I'd like to write a few things using JavaScript and use them to enhance the functionality of my Wikidot site. However, the major hurdle is the requirement for an API key, in addition to JavaScript's visibility making the key accessible to anyone that knows where to look for it.
The solution would be to allow limited (i.e. read-only) access to the API via JavaScript somehow, as long as that JavaScript code is hosted on the site being accessed.
Is this possible in some way?
Can we use the new Code encrypting snippet which James has written for such an key making something "privte"?
Or am I far away from all targets here?
Service is my success. My webtips:www.blender.org (Open source), Wikidot-Handbook.
Sie können fragen und mitwirken in der deutschsprachigen » User-Gemeinschaft für WikidotNutzer oder
im deutschen » Wikidot Handbuch ?
Reversable encryptions can always be reversed. The decrypting key/function will always be seen in the source code… In the front end, no matter how you encrypt the key - you will still need to decrypt it for the API call. Unless we can create an external proxy to automatically authenticate, it will be impossible.
Kenneth Tsang (@jxeeno)
Just in case anybody was confused by what tsangk just said, he is referring to reversible encryptions.
The encryption I use in the password.wikidot.com site is not reversible, it's a one-way encryption.
That was I ment - can we not use this ?
Service is my success. My webtips:www.blender.org (Open source), Wikidot-Handbook.

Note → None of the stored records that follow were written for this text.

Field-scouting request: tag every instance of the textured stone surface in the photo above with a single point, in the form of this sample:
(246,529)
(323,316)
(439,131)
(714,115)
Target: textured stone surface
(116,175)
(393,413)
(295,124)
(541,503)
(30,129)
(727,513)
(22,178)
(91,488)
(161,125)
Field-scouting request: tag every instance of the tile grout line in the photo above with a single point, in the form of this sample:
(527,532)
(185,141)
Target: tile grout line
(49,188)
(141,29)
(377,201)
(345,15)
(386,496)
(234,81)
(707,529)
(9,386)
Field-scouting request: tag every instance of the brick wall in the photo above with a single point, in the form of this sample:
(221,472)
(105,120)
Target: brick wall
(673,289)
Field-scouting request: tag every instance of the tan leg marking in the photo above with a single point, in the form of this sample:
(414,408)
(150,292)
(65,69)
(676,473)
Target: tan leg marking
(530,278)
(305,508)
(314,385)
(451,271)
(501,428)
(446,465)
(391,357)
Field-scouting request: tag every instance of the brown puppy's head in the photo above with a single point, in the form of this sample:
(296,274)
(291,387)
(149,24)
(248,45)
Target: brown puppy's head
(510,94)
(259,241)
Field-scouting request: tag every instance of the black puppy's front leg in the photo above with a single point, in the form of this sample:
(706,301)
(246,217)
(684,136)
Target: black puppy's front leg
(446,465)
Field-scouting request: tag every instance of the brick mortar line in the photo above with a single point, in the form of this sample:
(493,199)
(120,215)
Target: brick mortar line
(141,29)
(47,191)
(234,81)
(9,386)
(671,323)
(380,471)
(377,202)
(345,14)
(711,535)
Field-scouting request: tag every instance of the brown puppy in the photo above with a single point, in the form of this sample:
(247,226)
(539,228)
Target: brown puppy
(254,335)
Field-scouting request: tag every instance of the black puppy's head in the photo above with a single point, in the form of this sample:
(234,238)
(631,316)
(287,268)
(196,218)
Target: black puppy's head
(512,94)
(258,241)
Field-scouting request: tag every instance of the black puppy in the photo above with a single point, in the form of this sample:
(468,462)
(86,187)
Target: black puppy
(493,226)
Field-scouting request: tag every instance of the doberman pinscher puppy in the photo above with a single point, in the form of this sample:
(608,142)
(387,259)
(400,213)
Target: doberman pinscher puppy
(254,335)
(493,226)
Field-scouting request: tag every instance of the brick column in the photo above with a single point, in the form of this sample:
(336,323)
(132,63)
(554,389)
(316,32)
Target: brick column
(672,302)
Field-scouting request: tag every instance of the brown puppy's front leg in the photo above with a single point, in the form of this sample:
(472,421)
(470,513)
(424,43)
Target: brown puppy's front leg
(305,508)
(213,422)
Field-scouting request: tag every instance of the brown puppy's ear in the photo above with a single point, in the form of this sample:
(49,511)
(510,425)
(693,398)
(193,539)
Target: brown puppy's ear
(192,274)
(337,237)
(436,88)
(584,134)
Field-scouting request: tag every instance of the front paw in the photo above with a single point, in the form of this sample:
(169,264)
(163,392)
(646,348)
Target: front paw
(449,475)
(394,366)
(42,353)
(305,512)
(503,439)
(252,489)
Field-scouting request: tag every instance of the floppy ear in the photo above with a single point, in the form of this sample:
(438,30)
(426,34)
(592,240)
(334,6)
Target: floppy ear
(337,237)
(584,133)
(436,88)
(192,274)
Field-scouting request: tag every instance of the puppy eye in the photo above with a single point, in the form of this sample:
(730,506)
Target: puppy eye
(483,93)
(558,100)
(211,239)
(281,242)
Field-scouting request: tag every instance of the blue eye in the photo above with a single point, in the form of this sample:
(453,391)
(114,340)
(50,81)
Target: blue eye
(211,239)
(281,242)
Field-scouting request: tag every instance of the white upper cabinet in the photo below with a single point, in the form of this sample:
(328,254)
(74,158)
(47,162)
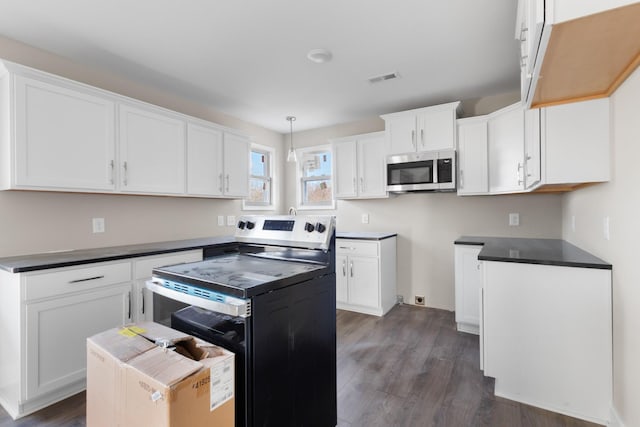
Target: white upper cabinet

Sie können fragen und mitwirken in der deutschsprachigen » User-Gemeinschaft für WikidotNutzer oder
im deutschen » Wikidot Handbuch ?
I = fail at explaining things :P
Kenneth Tsang (@jxeeno)
@Helmuti: no, we can't use one-way. Wikidot wants your actual API key in the end… Giving them a hash or one-way encrypted version is no good.
Kenneth Tsang (@jxeeno)
ok, thanks!
Service is my success. My webtips:www.blender.org (Open source), Wikidot-Handbook.

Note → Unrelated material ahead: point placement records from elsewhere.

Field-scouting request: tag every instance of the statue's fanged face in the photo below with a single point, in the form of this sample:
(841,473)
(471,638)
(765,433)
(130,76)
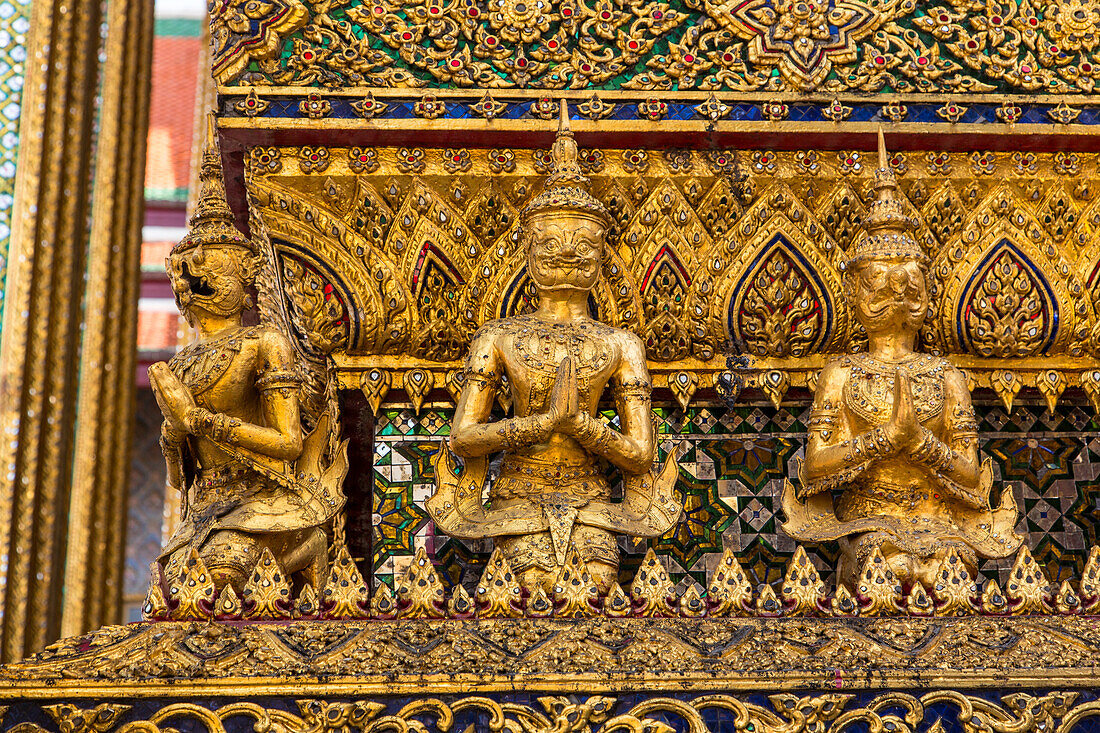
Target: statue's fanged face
(889,295)
(564,251)
(210,279)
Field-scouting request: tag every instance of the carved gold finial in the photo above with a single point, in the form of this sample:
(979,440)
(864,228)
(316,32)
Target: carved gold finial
(573,591)
(888,226)
(228,606)
(768,603)
(729,592)
(419,592)
(307,605)
(267,593)
(194,591)
(344,594)
(803,590)
(617,603)
(498,594)
(567,186)
(692,604)
(460,605)
(155,606)
(538,604)
(919,603)
(879,589)
(652,589)
(211,225)
(1090,582)
(1066,601)
(992,599)
(954,588)
(1029,590)
(843,602)
(384,605)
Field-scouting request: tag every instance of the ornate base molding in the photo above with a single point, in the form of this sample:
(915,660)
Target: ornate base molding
(188,659)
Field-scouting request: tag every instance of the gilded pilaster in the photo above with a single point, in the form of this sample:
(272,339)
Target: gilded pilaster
(67,298)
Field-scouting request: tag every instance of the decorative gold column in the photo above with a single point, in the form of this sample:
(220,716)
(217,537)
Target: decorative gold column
(67,352)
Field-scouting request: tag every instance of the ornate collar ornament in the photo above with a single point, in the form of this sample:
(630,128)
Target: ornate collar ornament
(212,222)
(567,187)
(888,227)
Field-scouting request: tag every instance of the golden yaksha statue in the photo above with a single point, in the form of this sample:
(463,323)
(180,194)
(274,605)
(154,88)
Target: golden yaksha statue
(551,490)
(232,435)
(892,451)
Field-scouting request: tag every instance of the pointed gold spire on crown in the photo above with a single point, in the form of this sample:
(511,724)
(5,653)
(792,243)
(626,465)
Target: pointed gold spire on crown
(888,226)
(211,223)
(567,186)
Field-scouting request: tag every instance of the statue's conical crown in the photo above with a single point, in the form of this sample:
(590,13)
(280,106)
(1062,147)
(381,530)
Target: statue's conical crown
(888,226)
(211,225)
(567,187)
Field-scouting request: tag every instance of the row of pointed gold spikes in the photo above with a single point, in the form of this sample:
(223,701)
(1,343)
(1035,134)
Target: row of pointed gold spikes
(1007,383)
(419,594)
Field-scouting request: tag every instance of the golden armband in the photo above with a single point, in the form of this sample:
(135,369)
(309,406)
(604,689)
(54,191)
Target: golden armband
(217,426)
(594,435)
(933,452)
(870,445)
(823,420)
(521,431)
(481,379)
(278,380)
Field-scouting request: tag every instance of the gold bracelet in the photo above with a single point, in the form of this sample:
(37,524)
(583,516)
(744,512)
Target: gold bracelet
(520,433)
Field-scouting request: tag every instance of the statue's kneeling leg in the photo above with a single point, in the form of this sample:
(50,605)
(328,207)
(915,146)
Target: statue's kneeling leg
(230,556)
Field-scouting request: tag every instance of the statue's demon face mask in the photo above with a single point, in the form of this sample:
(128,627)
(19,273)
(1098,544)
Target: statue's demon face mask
(889,295)
(211,279)
(564,251)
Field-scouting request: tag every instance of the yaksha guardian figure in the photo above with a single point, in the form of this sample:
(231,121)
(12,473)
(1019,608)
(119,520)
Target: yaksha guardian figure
(892,452)
(232,434)
(551,491)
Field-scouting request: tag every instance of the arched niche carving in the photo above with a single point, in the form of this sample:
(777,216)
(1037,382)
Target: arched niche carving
(780,293)
(1004,290)
(367,282)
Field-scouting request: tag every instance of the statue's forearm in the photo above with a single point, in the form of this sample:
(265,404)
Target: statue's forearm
(960,471)
(634,456)
(828,460)
(271,442)
(509,434)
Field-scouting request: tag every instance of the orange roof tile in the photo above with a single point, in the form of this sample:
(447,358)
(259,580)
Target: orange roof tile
(172,117)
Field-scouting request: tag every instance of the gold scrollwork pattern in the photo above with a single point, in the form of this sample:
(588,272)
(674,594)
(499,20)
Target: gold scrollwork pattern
(706,251)
(785,712)
(703,45)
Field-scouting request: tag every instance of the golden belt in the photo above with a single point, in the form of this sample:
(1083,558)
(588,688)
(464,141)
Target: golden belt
(221,476)
(886,491)
(528,479)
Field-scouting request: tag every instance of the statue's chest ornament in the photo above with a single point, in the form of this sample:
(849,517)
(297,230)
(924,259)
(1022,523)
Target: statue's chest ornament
(541,348)
(870,387)
(200,365)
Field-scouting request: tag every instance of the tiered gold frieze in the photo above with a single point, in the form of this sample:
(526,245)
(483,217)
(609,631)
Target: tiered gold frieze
(876,592)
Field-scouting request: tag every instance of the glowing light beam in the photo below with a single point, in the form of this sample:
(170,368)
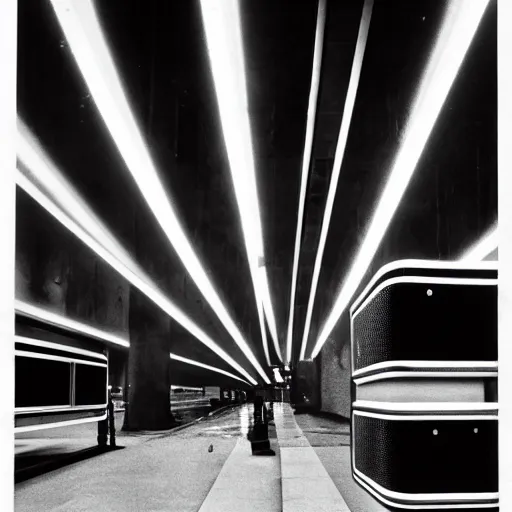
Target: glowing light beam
(485,246)
(306,160)
(81,26)
(348,108)
(222,26)
(40,178)
(460,23)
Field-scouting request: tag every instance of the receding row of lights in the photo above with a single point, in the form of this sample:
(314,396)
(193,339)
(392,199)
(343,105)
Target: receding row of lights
(48,317)
(460,24)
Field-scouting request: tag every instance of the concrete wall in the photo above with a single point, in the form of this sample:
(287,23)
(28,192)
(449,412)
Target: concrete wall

Sie können fragen und mitwirken in der deutschsprachigen » User-Gemeinschaft für WikidotNutzer oder
im deutschen » Wikidot Handbuch ?
You know, I had been thinking about what to do for this, and then I had an idea. What about a user that has certain permissions only for a certain site. The site's administration page handles one part of the key, and what permissions this particular user has (And I'm just saying user here because that's what the same thing would be on a server, but this doesn't necessarily have to be another user account, just an object that you can change settings and access rules with regardless of what actual user was logged in) and then in the javascript, you have the second part.

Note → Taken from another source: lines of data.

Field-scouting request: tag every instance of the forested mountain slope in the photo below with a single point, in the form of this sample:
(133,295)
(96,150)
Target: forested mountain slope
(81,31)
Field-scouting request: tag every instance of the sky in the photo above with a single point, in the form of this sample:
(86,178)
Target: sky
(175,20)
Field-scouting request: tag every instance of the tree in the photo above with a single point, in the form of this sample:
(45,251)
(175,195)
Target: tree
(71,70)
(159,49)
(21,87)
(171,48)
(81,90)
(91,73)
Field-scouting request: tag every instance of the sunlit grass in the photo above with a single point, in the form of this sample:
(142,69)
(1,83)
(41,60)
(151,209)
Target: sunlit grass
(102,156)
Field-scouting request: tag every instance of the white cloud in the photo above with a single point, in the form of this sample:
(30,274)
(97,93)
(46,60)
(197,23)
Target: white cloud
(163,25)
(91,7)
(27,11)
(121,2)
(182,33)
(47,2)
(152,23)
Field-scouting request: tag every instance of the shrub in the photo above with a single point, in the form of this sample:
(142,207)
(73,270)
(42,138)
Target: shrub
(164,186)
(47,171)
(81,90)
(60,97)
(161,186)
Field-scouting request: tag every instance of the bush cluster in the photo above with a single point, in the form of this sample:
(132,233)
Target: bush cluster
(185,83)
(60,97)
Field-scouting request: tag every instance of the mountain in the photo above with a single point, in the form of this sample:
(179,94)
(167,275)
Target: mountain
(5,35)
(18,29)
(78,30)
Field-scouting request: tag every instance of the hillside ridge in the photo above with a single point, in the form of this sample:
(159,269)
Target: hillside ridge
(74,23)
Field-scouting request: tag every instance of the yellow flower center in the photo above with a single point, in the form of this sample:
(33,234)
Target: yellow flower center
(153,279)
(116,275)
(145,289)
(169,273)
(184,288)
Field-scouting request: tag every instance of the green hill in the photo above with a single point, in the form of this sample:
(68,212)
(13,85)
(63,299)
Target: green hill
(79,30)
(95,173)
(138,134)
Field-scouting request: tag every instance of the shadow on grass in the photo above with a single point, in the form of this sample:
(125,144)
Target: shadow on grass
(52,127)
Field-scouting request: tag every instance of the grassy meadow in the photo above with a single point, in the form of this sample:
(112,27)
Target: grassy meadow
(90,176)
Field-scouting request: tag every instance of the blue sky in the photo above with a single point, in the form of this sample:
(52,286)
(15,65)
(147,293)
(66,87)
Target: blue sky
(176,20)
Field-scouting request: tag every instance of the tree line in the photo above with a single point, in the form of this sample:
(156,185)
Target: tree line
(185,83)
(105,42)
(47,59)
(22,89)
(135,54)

Even if someone reverse engineers or looks at your code, they can't do anything unless they have the other key which is stored in the site manager. And even if they have both keys somehow (like an admin accidentally leaking it) they can still only do what that 'user' has been allowed to do.
It's an interesting model to work with, however I would choose something besides user accounts, even though that's how it's done on a server.